According to findings by sources, the anti-graft agency is probing $1.56 billion allocated to the Port Harcourt refinery, $740 million to the Kaduna refinery, and $657 million to the Warri refinery — totaling $2.96 billion.
Former Managing Directors Ibrahim Onoja (Port Harcourt) and Efifia Chu (Warri) are among those detained. A top NNPCL source disclosed that one of the former MDs had N80 billion traced to his bank accounts. Officials suggested the scale of fraud may rival the “Emefielegate” scandal involving the former CBN governor.

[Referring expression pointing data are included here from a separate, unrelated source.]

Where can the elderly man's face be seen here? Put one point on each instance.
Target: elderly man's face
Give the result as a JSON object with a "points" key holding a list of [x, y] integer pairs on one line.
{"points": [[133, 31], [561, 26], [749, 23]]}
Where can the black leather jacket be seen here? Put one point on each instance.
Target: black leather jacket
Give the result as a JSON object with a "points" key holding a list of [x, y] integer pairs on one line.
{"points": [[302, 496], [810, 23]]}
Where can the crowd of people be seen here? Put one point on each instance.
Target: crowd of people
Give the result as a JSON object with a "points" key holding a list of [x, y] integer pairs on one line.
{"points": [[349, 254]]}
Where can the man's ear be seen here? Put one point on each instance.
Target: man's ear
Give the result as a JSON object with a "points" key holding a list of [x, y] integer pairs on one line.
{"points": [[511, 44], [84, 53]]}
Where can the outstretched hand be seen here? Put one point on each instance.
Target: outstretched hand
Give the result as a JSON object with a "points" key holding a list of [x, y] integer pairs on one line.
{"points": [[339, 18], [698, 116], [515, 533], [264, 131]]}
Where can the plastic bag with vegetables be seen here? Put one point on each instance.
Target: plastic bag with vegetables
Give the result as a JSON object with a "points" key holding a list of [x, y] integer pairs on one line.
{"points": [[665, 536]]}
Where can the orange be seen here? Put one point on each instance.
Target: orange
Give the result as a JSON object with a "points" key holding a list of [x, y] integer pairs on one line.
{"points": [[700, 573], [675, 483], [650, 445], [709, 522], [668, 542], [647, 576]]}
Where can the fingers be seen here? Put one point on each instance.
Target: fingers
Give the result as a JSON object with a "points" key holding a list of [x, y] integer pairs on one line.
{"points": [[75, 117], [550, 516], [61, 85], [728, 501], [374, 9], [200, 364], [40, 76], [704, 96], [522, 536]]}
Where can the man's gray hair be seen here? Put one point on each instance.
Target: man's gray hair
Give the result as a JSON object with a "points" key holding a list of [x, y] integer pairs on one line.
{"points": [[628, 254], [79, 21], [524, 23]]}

Public Outcry Over Refinery Failures
Despite the NNPCL’s announcement that the Port Harcourt and Warri refineries resumed operations in late 2024, both facilities have significantly underperformed. The Warri refinery shut down less than a month after reopening due to safety issues. Port Harcourt’s plant has been running below 40% capacity.
Energy experts and stakeholders have harshly criticized NNPCL for misleading Nigerians. The Independent Petroleum Marketers Association of Nigeria (IPMAN) noted that no petroleum products have been distributed from the Warri refinery since its January 2025 relaunch, forcing marketers to rely on private depots with fluctuating prices.
Widespread Probe at NNPCL
On Tuesday, the NNPCL sacked the managing directors of all three refineries and dismissed several top executives. Documents obtained by Saturday PUNCH show that the EFCC is investigating former Group Chief Executive Officer Mele Kyari and 13 other former senior executives, including Abubakar Yar’Adua, Isiaka Abdulrazak, and Umar Ajiya, over allegations of abuse of office and financial misappropriation.
The EFCC has requested certified records of their salaries and allowances. The commission has yet to officially comment, and NNPCL spokesperson Olufemi Soneye has not responded to media inquiries.
Experts Expose Structural Failures
Energy analyst Kelvin Emmanuel dismissed the refineries’ reported reactivations as “a charade,” noting that the Port Harcourt and Warri plants lack the necessary catalytic reforming units to produce Premium Motor Spirit (PMS). He questioned how crude is supplied to Warri, given that the vital Escravos pipeline is nonfunctional.
An April 2025 regulatory document confirmed that the Warri refinery — which consumed $897 million in rehabilitation funds — was shut down on January 25, 2025, due to faults in the Crude Distillation Unit’s main heater. The $1.5 billion Port Harcourt refinery is operating below 42% capacity, according to the same document.
Workers Plan Strike as Operations Falter
Refinery support staff at Warri have announced an indefinite strike starting May 5, protesting poor wages, lack of benefits, and casualisation. The planned action threatens to derail the restart of crude and vacuum distillation units scheduled for early May. Workers say the management reneged on promises made during the 2022 maintenance period.
Calls for Accountability
The Petroleum Products Retail Outlet Owners Association of Nigeria (PETROAN) has demanded a new investigation into the true status of the refineries. PETROAN President Billy Gillis-Harry said the facilities appeared operational during an earlier inspection but acknowledged that the group would reassess the situation.
Energy expert Dan Kunle described the entire rehabilitation project as a scandal. He revealed that the original Japanese firm that built the Kaduna refinery refused to return due to security concerns, forcing the government to hire alternative contractors at exorbitant costs. Kunle emphasized that the Kaduna refinery lacks a crude oil supply pipeline and said the funds spent on repairs were effectively wasted.
He also accused former NNPCL CEO Kyari of using public funds for media campaigns to mislead Nigerians about the status of the refineries.